It is not a good day when you seek $60,572.61 for eDiscovery costs as a prevailing party and only get $25.48.
Don’t spend it all in one place.
The Court denied the eDiscovery costs applying Race Tires America, Inc. v. Hoosier Racing Tire Corp., 674 F.3d 158 (3d Cir. 2012), because “eDiscovery costs” are not “costs of making copies” under the taxation of costs statute 28 U.S.C. § 1920(4). Thompson, I.G., L.L.C. v. Edgetech I.G., Inc., 2014 U.S. Dist. LEXIS 23189, 6-9 ( E.D. Mich. Feb. 25, 2014)
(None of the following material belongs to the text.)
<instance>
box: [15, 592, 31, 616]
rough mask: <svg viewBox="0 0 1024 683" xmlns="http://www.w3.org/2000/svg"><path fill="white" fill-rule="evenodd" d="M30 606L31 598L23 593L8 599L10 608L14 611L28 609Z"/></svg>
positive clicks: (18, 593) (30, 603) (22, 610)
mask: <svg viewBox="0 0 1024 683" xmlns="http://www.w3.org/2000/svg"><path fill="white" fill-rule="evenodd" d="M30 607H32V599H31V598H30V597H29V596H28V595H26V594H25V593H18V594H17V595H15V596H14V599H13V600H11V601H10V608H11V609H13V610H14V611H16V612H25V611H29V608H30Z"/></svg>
The only costs the Court allowed was the 10/12/2012 invoice for “Electronic File Conversion” for $25.48.
Bow Tie Thoughts
I am strongly in favor of updating our taxation of costs statute to include recovering collection and processing costs of electronic discovery. These steps actually are making a “copy” of the data. However, many Courts have not recognized how the collection and processing of data is “making a copy.”
Service providers can help their attorney clients by explaining how collection was done and why the collection was done using a specific methodology. The same for processing and using technology assisted review. These invoices cannot simply say it was “necessary for the case.” Those are not magic words that grant cost recovery.
Judges need to understand the technology and reasons why steps were taken to know why something was “necessary.” These cannot be simple declarations “it was necessary.” Help the judge understand how and why technology was used to create a defensible sound copy of the ESI, and the following steps to identify relevant information.